Au cours de cette session, le Conseil des Etats a voté une révision de la LP dont le but est d’alléger les règles d’assainissement des entreprises. A cette fin, l’art. 333b CO sera notamment modifié de telle sorte que le repreneur d’une entreprise, dans le cadre d’une procédure d’insolvabilité, ne doive pas reprendre tous les contrats de travail en cours, comme c’est actuellement le cas.

Mais les syndicats s’étant prononcés contre cet assouplissement lors de la procédure de consultation (lequel vise pourtant à préserver une partie des effectifs de l’entreprise à la faveur de son assainissement!), voici que la Chambre haute a décidé d’introduire à titre «compensatoire» l’obligation d’un plan social dans les articles 335 h-k du Code des obligations.

Les entreprises de plus de 250 personnes qui licencient plus de 30 collaborateurs seront tenues de négocier un plan social avec ceux-ci. Si les parties ne parviennent pas à s’entendre, un tribunal arbitral fixera le plan, qui ne devra pas mettre en danger la survie de l’entreprise.

Les Etats ont refusé par 26 voix contre 11 une proposition de biffer et cédé ainsi à ce discutable marchandisage politique. Cette «compensation» est d’autant plus condamnable qu’elle n’a rien à voir avec l’assainissement des entreprises, qui était pourtant le seul objet de la révision. La révision a donc servi de prétexte à un certain nombre de sénateurs, qui avaient commencé par chanter les louanges du marché du travail libéral helvétique, pour intervenir dans la liberté d’embauche et de licenciement.

Le fait que la mesure se limite aux grandes entreprises montre aussi à quel point la décision de la Chambre haute obéit à un calcul politique. En cas de restructuration opérée par leurs propres moyens, elles paient ainsi le prix (politique) du sauvetage plus aisé offert aux entreprises qui ne peuvent s’en sortir qu’avec l’aide du dispositif d’assainissement légal. Cette logique absurde convient aussi mal à la «Chambre de réflexion» que les questions juridiques de détail laissées ouvertes par les nouvelles règles.

Ce que les syndicats pensent gagner grâce à cet élément de révision est pour le marché du travail un véritable venin qui ne fera aucun bien aux travailleurs.

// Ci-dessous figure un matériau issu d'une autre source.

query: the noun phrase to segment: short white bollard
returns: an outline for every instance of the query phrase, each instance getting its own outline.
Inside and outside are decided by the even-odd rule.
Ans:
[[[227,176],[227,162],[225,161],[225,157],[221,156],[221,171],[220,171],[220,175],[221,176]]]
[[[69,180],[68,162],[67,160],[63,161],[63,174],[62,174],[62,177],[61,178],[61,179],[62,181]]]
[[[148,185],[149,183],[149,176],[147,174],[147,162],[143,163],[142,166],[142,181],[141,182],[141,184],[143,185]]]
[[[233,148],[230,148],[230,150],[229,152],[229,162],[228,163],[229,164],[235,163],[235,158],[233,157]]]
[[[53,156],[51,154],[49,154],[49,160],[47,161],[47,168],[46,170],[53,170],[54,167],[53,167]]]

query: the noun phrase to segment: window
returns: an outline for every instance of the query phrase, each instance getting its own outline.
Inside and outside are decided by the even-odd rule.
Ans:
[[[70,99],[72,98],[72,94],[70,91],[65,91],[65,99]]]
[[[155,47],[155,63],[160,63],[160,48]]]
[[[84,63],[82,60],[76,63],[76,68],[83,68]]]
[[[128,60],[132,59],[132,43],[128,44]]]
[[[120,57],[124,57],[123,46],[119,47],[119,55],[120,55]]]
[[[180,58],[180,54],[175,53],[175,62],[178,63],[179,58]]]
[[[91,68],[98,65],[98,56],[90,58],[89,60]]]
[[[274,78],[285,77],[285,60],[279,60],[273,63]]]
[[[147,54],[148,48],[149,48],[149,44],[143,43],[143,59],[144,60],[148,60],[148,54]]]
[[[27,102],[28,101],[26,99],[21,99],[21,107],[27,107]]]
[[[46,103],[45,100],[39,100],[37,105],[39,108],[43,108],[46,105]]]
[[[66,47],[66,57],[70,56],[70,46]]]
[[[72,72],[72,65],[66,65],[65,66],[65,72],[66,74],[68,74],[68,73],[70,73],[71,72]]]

Le régime actuel laisse la question des plans sociaux en apanage aux partenaires sociaux et a fait ses preuves. Dans le cadre de conventions collectives ont vu le jour des «cultures de plans sociaux» différenciées qui tiennent compte des besoins et particularités de chaque secteur.

Uniformiser les plans sociaux par la loi entraîne au contraire un renchérissement démesuré des mesures de restructuration et une perte non négligeable de flexibilité pour le marché du travail. Sous le régime rigide des plans sociaux obligatoires, les entreprises hésiteront à embaucher, dans la crainte des surcoûts liés à d’éventuelles suppressions ultérieures de postes. Cet effet de «lock-out» est donc le prix élevé que les travailleurs devront payer un jour pour des  plans sociaux obligatoires.